A blog by Community Seagrass Initiative Project Manager, Mark Parry
Seagrasses are the world’s most widespread coastal eco systems, we find them growing off the coast of South Australia to Northern Sweden and everywhere in-between. The tropics are where we find the highest diversity of species since they are marine plants and need plenty of sunshine to grow. A seagrass bed in the Mediterranean has been carbon dated to be the oldest living thing on the planet, at over 200,000 years old!
In the U.K seagrass beds are found in sheltered shallow waters and are one of the U.K’s most productive marine habitats. We find small worms and crustaceans at the bottom of the food chain living in the seagrass and that in turn leads to larger predators in the seagrasses. This means where we find seagrass we find strong fisheries all over the planet. Seagrasses contribute towards food security for millions of coastal communities, less seagrasses meadows means less places for juvenile fish to grow which leads to less fish for us to eat.
Seagrass beds also store huge amounts of carbon emitted into our atmosphere from human activity. Not only are these plants turning over leaves regularly that the carbon in their leaves is trapped in the sediments below the plants roots the leaves of the plants also acts as a filter filtering other organic carbon in the water. So seagrass take carbon from the water to grow as all plants do and they also filters other bits of organic carbon from other sources like seaweeds and store that carbon in the sediments too, this makes seagrasses one of the best carbon sinks on the planet and a real friend to combat climate change.

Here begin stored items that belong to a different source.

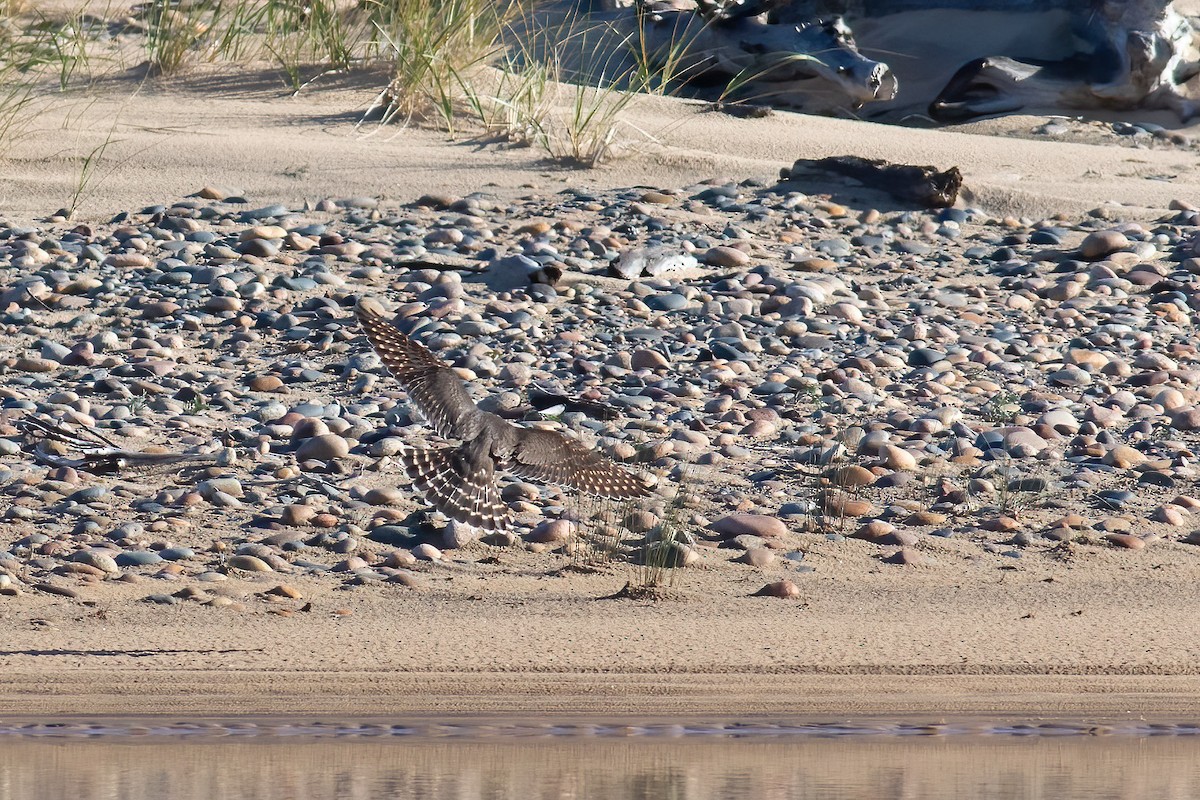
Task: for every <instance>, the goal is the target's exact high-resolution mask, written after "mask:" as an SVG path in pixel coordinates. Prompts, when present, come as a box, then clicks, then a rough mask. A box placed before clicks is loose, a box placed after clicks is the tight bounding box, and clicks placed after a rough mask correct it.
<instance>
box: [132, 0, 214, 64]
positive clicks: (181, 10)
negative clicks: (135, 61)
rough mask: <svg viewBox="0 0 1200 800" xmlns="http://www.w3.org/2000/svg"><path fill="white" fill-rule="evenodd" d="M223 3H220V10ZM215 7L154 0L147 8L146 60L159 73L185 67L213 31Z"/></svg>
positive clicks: (144, 16) (150, 0) (184, 2)
mask: <svg viewBox="0 0 1200 800" xmlns="http://www.w3.org/2000/svg"><path fill="white" fill-rule="evenodd" d="M220 6H221V4H220V2H218V4H217V10H220ZM212 11H214V8H212V7H211V6H210V5H209V4H206V2H174V1H173V0H150V2H148V4H146V6H145V8H144V11H143V18H144V22H145V25H146V41H145V48H146V60H148V61H149V64H150V70H151V72H152V73H155V74H162V76H169V74H174V73H176V72H179V71H180V68H182V66H184V65H185V64H186V62H187V59H188V56H190V55H191V54H193V53H196V52H198V50H199V49H200V46H202V44H203V43H204V42H205V41H206V37H208V36H209V34H210V31H211V30H212V20H211V13H212Z"/></svg>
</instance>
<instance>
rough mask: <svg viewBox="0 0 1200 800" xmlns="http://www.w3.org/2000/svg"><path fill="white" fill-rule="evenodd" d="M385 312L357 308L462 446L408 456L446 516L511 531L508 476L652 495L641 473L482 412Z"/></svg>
mask: <svg viewBox="0 0 1200 800" xmlns="http://www.w3.org/2000/svg"><path fill="white" fill-rule="evenodd" d="M380 311H382V309H380V308H379V307H378V305H377V303H374V302H372V301H370V300H360V301H359V305H358V307H356V309H355V313H356V314H358V318H359V323H360V324H361V325H362V330H364V331H366V335H367V338H368V339H370V341H371V344H372V347H374V349H376V353H378V354H379V357H380V359H382V360H383V362H384V363H385V365H386V366H388V368H389V369H390V371H391V373H392V374H394V375H395V377H396V379H397V380H400V383H401V384H403V386H404V389H406V390H408V393H409V397H410V399H412V401H413V403H414V404H415V405H416V407H418V408H419V409H420V410H421V413H422V414H424V415H425V417H426V420H428V422H430V426H431V427H432V428H433V431H434V432H436V433H437V434H438V435H439V437H442V438H444V439H457V440H458V441H461V443H462V444H460V445H445V446H438V447H430V449H406V450H404V451H403V452H402V453H401V461H402V462H403V463H404V468H406V470H407V473H408V475H409V477H412V479H413V483H414V486H415V487H416V488H418V489H420V491H421V492H424V493H425V495H426V498H427V499H428V500H430V503H431V504H432V505H433V507H436V509H437V510H438V511H440V512H443V513H444V515H446V516H448V517H450V518H451V519H456V521H458V522H463V523H467V524H472V525H475V527H479V528H485V529H502V528H506V527H508V524H509V522H510V517H511V515H510V512H509V507H508V506H506V505H505V504H504V503H503V500H502V499H500V492H499V486H498V483H497V473H498V471H502V470H505V471H510V473H512V474H515V475H520V476H522V477H529V479H533V480H539V481H546V482H551V483H562V485H564V486H569V487H574V488H577V489H580V491H582V492H587V493H588V494H598V495H600V497H608V498H631V497H642V495H646V494H648V491H647V488H646V486H644V485H643V483H642V482H641V481H640V480H638V479H637V477H636V476H635V475H631V474H630V473H628V471H625V470H624V469H622V468H620V467H618V465H617V464H614V463H612V462H611V461H608V459H607V458H605V457H604V456H601V455H600V453H599V452H596V451H594V450H590V449H588V447H586V446H584V445H583V444H581V443H578V441H576V440H575V439H569V438H566V437H565V435H563V434H562V433H558V432H557V431H541V429H536V428H526V427H521V426H516V425H514V423H511V422H509V421H508V420H505V419H503V417H500V416H497V415H496V414H492V413H490V411H484V410H481V409H479V408H478V407H476V405H475V403H474V402H473V401H472V399H470V396H469V395H468V393H467V387H466V386H464V385H463V383H462V379H461V378H458V375H457V374H456V373H455V372H454V369H451V368H450V367H449V366H446V365H445V363H443V362H442V361H440V360H439V359H438V357H437V356H436V355H433V353H431V351H430V350H428V349H427V348H425V347H424V345H422V344H420V343H418V342H414V341H413V339H410V338H408V337H407V336H404V335H403V333H402V332H400V331H398V330H397V329H396V327H395V326H392V325H390V324H389V323H388V321H386V320H385V319H384V317H383V315H382V314H380Z"/></svg>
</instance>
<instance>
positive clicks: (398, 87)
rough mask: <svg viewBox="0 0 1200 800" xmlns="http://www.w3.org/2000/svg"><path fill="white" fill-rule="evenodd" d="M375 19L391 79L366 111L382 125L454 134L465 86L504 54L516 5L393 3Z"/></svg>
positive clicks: (381, 51)
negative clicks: (372, 114)
mask: <svg viewBox="0 0 1200 800" xmlns="http://www.w3.org/2000/svg"><path fill="white" fill-rule="evenodd" d="M377 5H379V7H380V11H382V13H378V14H377V16H376V18H374V19H373V24H374V28H376V32H377V36H378V41H379V42H380V58H382V59H384V60H385V61H386V62H388V64H389V65H390V68H391V80H390V82H389V84H388V88H386V89H385V90H384V91H383V92H380V95H379V96H378V97H377V98H376V102H374V103H373V104H372V108H371V109H368V115H371V114H374V113H379V115H380V119H382V120H383V121H384V122H401V124H409V122H413V121H433V120H436V121H438V122H439V124H440V125H442V126H443V127H444V128H445V130H446V131H448V132H449V133H450V134H451V136H452V134H454V133H455V131H456V126H457V118H458V114H460V108H461V106H462V103H463V102H464V94H466V92H464V91H463V89H462V88H463V86H464V85H467V84H469V83H470V82H472V80H473V78H474V73H475V72H478V71H479V70H481V68H482V67H484V66H485V65H486V64H488V62H490V61H491V60H493V59H494V58H496V56H498V55H499V54H500V52H502V43H500V37H502V35H503V32H504V30H505V28H506V25H508V24H509V22H510V20H511V19H512V18H514V17H515V16H516V13H517V10H518V6H517V5H516V4H510V2H493V1H492V0H391V2H388V4H385V5H383V4H377Z"/></svg>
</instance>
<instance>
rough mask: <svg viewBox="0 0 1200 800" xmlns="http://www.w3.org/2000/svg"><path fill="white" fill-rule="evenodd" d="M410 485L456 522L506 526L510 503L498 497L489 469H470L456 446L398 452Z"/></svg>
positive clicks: (435, 508)
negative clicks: (506, 501)
mask: <svg viewBox="0 0 1200 800" xmlns="http://www.w3.org/2000/svg"><path fill="white" fill-rule="evenodd" d="M400 461H401V463H402V464H403V465H404V471H407V473H408V476H409V477H410V479H413V486H414V487H415V488H416V489H418V491H420V492H421V493H424V494H425V497H426V499H427V500H428V501H430V504H431V505H433V507H434V509H437V510H438V511H440V512H442V513H444V515H445V516H448V517H450V518H451V519H457V521H458V522H462V523H467V524H468V525H475V527H476V528H484V529H485V530H503V529H505V528H508V527H509V522H510V515H509V507H508V505H505V504H504V501H503V500H502V499H500V489H499V487H498V486H497V485H496V474H494V473H493V471H492V470H491V469H486V470H478V469H476V470H472V469H470V468H469V464H468V462H467V459H466V458H464V457H463V453H462V452H461V449H458V447H430V449H427V450H419V449H415V447H409V449H406V450H403V451H401V452H400Z"/></svg>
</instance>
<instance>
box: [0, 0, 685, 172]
mask: <svg viewBox="0 0 1200 800" xmlns="http://www.w3.org/2000/svg"><path fill="white" fill-rule="evenodd" d="M535 2H536V0H144V1H143V2H140V4H138V5H136V6H133V8H132V10H127V7H125V6H116V5H112V6H107V7H103V8H100V5H101V4H98V2H89V1H88V0H79V6H78V10H77V11H71V12H67V13H60V14H58V16H56V18H53V19H52V18H49V17H47V16H46V14H43V13H42V12H41V11H40V10H38V8H37V4H34V2H30V1H29V0H0V150H2V148H4V146H5V144H7V143H11V140H12V138H13V126H14V125H16V124H17V122H18V121H19V120H20V119H22V116H23V114H22V110H23V109H24V108H25V107H26V104H28V103H29V102H30V101H31V98H32V97H34V96H44V95H48V94H52V91H53V90H56V91H59V92H62V91H67V90H68V89H71V88H72V86H74V85H76V84H78V83H79V80H80V78H83V79H91V78H92V77H95V74H96V70H103V68H104V67H106V66H107V67H110V68H112V70H114V71H115V70H125V68H128V67H131V66H136V65H138V64H143V65H144V66H145V70H146V74H149V76H152V77H170V76H175V74H180V73H182V72H185V71H186V70H188V68H190V67H192V66H194V65H198V64H222V62H228V64H239V65H247V66H248V65H262V64H272V65H275V67H276V68H277V70H278V71H280V72H281V74H282V77H283V78H284V80H286V83H287V85H289V86H290V88H292V89H293V90H295V91H299V90H301V89H302V88H305V86H306V85H307V84H308V83H311V82H312V80H313V79H316V78H318V77H320V76H323V74H328V73H330V72H340V71H348V70H353V68H360V67H367V66H370V67H376V68H378V67H382V68H384V70H385V71H386V73H388V76H389V77H388V85H386V88H385V89H384V90H383V91H382V92H380V94H379V96H378V97H377V100H376V102H374V104H373V107H372V109H370V112H368V115H373V116H376V118H378V119H379V120H382V121H383V122H396V124H402V125H403V124H425V125H434V126H437V127H439V128H442V130H445V131H448V132H449V133H450V134H451V136H456V134H458V133H462V132H470V133H472V134H474V133H475V132H478V131H479V130H481V131H482V133H484V136H487V137H496V138H500V139H505V140H508V142H510V143H515V144H521V145H528V146H535V148H539V149H541V150H544V151H545V152H546V155H547V156H548V157H551V158H553V160H557V161H560V162H564V163H570V164H575V166H583V167H594V166H596V164H599V163H602V162H605V161H607V160H610V158H612V157H614V156H616V155H617V152H618V150H619V144H620V143H622V139H624V138H626V137H625V134H634V136H636V137H640V138H642V139H653V137H650V136H649V134H648V133H647V132H644V131H638V130H637V128H635V127H632V126H631V125H630V124H629V122H628V120H626V116H628V115H626V114H625V113H624V112H625V109H626V107H628V106H629V103H630V102H632V100H634V97H635V96H636V94H638V92H658V94H662V92H666V91H670V90H671V88H673V86H674V85H676V83H677V79H678V78H679V77H680V74H682V72H684V70H683V68H682V65H683V64H684V58H683V56H684V53H685V47H684V46H683V44H678V46H670V47H668V50H667V52H666V53H662V52H654V50H653V49H652V48H650V46H649V44H648V43H647V42H646V38H644V34H643V31H642V29H640V28H637V26H636V25H635V26H634V29H632V32H630V31H629V30H628V20H626V23H625V26H624V28H622V29H619V28H620V26H618V25H614V24H613V23H611V22H594V20H590V19H588V18H587V17H580V16H578V14H568V16H566V18H565V19H562V18H559V19H558V20H557V22H547V20H546V17H545V16H542V14H541V12H540V11H535V8H534V4H535ZM622 30H624V32H622ZM138 59H140V61H139V60H138ZM365 119H366V118H365Z"/></svg>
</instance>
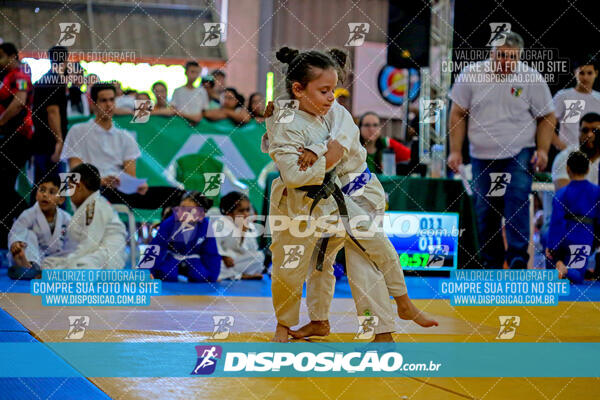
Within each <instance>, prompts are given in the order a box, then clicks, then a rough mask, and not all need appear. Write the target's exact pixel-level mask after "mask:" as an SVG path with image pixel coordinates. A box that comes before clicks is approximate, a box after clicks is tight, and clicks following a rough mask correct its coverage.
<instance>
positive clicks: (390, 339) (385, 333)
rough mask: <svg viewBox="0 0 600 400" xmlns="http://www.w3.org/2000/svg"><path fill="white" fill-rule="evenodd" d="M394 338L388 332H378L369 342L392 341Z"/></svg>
mask: <svg viewBox="0 0 600 400" xmlns="http://www.w3.org/2000/svg"><path fill="white" fill-rule="evenodd" d="M393 342H394V338H393V337H392V334H391V333H390V332H388V333H378V334H376V335H375V337H374V338H373V340H371V343H393Z"/></svg>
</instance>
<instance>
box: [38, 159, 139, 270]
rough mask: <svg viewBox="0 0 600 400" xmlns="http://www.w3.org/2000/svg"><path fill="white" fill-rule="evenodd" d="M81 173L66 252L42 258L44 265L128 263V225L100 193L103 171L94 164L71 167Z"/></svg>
mask: <svg viewBox="0 0 600 400" xmlns="http://www.w3.org/2000/svg"><path fill="white" fill-rule="evenodd" d="M71 173H72V174H79V177H80V179H79V182H77V183H74V185H75V191H74V193H73V194H72V195H71V203H72V204H73V205H74V206H75V208H76V210H75V214H73V217H72V218H71V222H70V223H69V225H68V227H67V240H66V245H65V250H64V254H61V255H60V256H52V257H47V258H45V259H43V260H42V264H41V267H42V269H61V268H87V269H108V268H123V267H124V266H125V238H126V236H127V234H126V232H125V225H124V224H123V222H121V220H120V219H119V216H118V215H117V213H116V211H115V210H114V209H113V208H112V206H111V205H110V203H109V202H108V201H107V200H106V199H105V198H104V197H102V196H101V195H100V173H99V172H98V169H97V168H96V167H94V166H93V165H91V164H79V165H78V166H76V167H75V168H73V169H72V170H71Z"/></svg>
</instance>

The National Marine Aquarium has been trying to understand seagrasses in the U.K and has run a 3 year project monitoring and surveying seagrass around the South West. The NMA has worked with volunteers to perform over 2000 dives monitoring fragile seagrass habitat around the South Coast of the U.K. This makes the NMA one of the lead organisation in studying these vital habitats in the U.K. Working with project partners on the Community Seagrass Initiative the NMA is also now at the forefront of cultivation of British seagrass. Trying to grow seagrasses with the aim of replanting areas where we’ve lost seagrasses. In addition NMA, through working with partners, has experimented with new mooring designs that safeguards seagrasses from excess anchoring around British Coasts and shown very positive results.
Why would the NMA be so interested in seagrasses? The latest estimates from the International Union for the Conservation of Nature are that seagrasses are in decline worldwide 7% a year. If these estimates are correct then seagrasses are amongst the fastest disappearing habitats on the planet. The NMA looking forward wants to be at the forefront of securing seagrass beds. If we lose seagrass beds we lose the fishery associated to them and the capacity to store carbon. In a world were 1 billion people depend upon fish for protein safeguarding fish nurseries is a priority.